Conversely, the West places a relatively high value on positive emotions, thus one experiences greater discomfort when faced with unwanted negative emotions. The pursuit of happiness that is being propagated as a goal in the Western cultures could be blinding for an individual as it diverts from more meaningful long-term values that may be protective at times of adversities. That’s why many ‘inspired’ organisations cultivate the philosophical platform of ‘meaning over happiness’ when promoting mental wellness and protecting longevity of their workforce (Dwyer et al. Reference Dwyer, Dunn and Hershfield2017).

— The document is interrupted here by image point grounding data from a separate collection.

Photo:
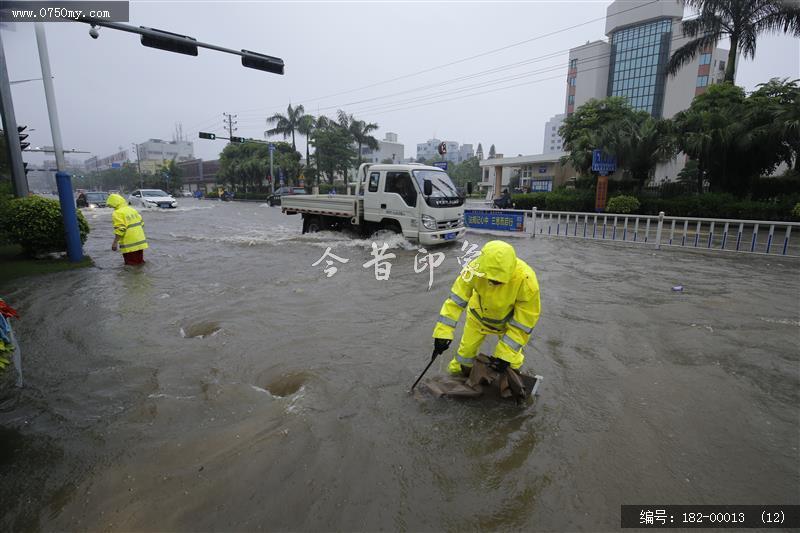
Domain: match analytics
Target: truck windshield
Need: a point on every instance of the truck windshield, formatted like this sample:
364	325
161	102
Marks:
442	184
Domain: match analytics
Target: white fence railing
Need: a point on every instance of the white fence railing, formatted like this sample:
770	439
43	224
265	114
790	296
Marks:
728	235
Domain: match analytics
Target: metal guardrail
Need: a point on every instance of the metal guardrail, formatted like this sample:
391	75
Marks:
729	235
716	234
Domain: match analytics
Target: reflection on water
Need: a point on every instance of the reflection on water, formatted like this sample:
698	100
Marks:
230	385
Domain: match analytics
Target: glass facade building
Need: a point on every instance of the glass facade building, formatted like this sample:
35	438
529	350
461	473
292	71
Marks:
637	69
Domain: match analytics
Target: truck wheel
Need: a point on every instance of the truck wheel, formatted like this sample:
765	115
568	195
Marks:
312	225
393	225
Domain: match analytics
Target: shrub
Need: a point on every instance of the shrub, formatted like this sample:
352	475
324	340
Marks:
563	200
35	224
6	195
623	205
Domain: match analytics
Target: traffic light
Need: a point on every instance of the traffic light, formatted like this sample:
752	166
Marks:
262	62
22	136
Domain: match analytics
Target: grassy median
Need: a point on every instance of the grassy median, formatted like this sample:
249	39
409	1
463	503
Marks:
14	264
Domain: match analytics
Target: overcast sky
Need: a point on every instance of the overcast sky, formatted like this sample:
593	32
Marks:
112	91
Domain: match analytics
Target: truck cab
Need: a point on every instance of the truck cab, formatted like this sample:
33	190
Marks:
419	201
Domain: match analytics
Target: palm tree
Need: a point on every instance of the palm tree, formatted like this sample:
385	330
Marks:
640	142
739	20
287	124
306	127
360	131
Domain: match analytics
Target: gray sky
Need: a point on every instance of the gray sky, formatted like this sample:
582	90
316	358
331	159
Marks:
112	91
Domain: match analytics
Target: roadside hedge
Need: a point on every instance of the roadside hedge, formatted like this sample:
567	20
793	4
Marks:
558	200
35	224
623	205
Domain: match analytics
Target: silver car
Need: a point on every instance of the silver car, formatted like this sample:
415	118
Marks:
151	198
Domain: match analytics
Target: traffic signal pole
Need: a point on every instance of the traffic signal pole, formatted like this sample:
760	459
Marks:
19	179
63	180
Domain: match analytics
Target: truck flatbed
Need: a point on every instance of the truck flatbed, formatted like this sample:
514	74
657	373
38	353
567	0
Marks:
317	204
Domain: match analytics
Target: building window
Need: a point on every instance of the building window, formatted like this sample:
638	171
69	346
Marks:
637	53
541	185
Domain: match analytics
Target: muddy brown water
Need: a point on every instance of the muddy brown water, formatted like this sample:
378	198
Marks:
229	385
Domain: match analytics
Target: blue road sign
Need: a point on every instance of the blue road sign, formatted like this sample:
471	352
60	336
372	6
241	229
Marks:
603	164
495	220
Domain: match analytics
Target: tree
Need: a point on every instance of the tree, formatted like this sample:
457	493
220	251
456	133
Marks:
775	106
360	131
639	142
5	168
468	170
720	131
741	21
170	172
306	127
244	164
287	124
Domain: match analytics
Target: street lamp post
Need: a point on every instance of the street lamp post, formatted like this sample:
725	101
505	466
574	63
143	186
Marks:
63	181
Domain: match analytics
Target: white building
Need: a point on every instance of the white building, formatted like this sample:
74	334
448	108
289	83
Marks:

During stressful times, people revert to their traditional values, their comfortable cultural space and adapt less, as their neuroplasticity and ability to form new neurolinguistic pathways are greatly reduced. Based on the premise that ‘all disasters are local’, we need to ensure a ‘whole of society’ versus a ‘whole of government’ response. Australia’s model of cultural awareness will need to evolve, from reactionary to more reflective, post COVID-19 pandemic to best serve our multicultural, inclusive and integrated society.
Conflict of interest
None.
Ethical Standards
The authors assert that all procedures contributing to this work comply with the ethical standards of the relevant national and institutional committee on human experimentation with the Helsinki Declaration of 1975, as revised in 2008.
Financial Support
This research received no specific grant from any funding agency, commercial or not-for-profit sectors.